Would you be able to provide the block design of your stripped down design so I can take a closer look at the configuration? You can save it with "write_bd_tcl bd.tcl" from the Vivado Tcl console.
07-17-2019 02:28 AM
Thank you for the block design. Everything in the MicroBlaze and System Cache configuration looks good.
I don't have access to a Nexsys4 board (or another board with a PSRAM), so I couldn't run the memory test, but I tried replacing axi_emc_0 with AXI BRAM Controller and sucessfully ran the memory test on a KC705 board, both with cache enabled and disabled.
I have attached a block design for Nexsys4 with axi_emc_0 replaced with AXI BRAM Controller. This reduces the memory size from 16M to 256K. You can create a design by using "vivado -source bd_axi_bram.tcl", Create HDL Wrapper and Generate Bitstream. You would also have to change the memory test to only use the size 262144 in memory_config_g.c. Could you try to run this on your board?

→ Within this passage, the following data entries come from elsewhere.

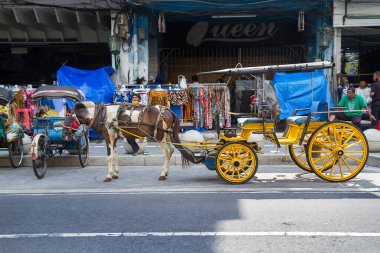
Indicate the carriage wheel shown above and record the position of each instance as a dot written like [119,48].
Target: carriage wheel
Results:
[236,163]
[340,144]
[16,152]
[297,153]
[40,164]
[83,151]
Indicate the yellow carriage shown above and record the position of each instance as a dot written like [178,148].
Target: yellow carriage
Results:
[335,151]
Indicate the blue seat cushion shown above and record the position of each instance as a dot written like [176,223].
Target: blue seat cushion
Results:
[243,121]
[299,120]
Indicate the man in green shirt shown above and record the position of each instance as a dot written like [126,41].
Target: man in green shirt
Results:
[352,106]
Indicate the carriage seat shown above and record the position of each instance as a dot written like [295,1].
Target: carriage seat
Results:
[243,121]
[299,120]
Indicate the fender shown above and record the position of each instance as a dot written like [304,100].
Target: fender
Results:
[34,146]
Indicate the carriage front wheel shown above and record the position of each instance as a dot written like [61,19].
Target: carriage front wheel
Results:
[236,162]
[340,146]
[16,152]
[83,149]
[40,164]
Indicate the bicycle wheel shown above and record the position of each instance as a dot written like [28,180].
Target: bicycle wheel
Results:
[16,152]
[40,164]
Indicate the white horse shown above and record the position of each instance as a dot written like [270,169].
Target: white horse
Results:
[153,121]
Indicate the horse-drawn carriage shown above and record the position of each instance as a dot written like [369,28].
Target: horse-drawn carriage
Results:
[334,151]
[11,133]
[47,127]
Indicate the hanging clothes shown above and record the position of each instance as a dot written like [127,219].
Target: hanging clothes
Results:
[158,97]
[143,92]
[122,96]
[208,101]
[178,97]
[29,103]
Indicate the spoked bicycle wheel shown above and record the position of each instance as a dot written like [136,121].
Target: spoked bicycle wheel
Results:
[40,164]
[236,163]
[16,152]
[83,150]
[341,144]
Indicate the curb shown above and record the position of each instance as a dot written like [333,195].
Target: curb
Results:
[129,160]
[155,160]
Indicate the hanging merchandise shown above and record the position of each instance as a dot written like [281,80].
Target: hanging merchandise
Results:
[158,96]
[210,99]
[178,97]
[161,23]
[143,92]
[122,95]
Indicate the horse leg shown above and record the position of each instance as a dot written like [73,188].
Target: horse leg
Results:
[111,158]
[168,152]
[116,161]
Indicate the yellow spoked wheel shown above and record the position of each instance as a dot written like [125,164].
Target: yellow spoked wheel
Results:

If this works, I would suggest adding a System ILA to the System Cache M0_AXI port to be able to look at the actual AXI traffic from axi_emc_0.
07-17-2019 02:48 PM
I'm pretty sure there is some problem in the memory controller IP rather than the cache itself. I agree that BRAM works. With PSRAM, there is clearly a problem in the first portion of the 32-bit memory test where after a small number of dwords are read back correctly, data starts coming back from memory with the high word being corrupted (e.g. 0x0020 rather than 0x0000 as expected, while the low word counts up monotonically as expected). The PSRAM is 16 bits wide, so two physical writes/reads are required per 32-bit AXI transaction. My suspicion at this point is that the 32-bit operations are not being broken up properly in the IP under some condition. I'm going to continue debugging with an ILA connected to both the AXI bus and the PSRAM interface and see if I can catch incorrect data being written to memory, or whether some reads are being decoded incorrectly relative to the specified AXI address and pulling data from the wrong physical address.
07-17-2019 11:16 PM
Thanks for confirming that the issue is likely to be related to the memory controller IP. I have raised an internal change request on the memory controller IP to look at the issue.
07-18-2019 09:49 AM
Thanks for doing that, hope they find/fix it. I've written my own PSRAM controller now using the sample AXI IP that gets generated within Vivado, and that one seems to be working much better. :-) Just takes a little more work than talking to a block RAM.
08-19-2019 11:38 PM
AXI EMC IP is in maintenance mode; hence, the bug that was found will not be fixed.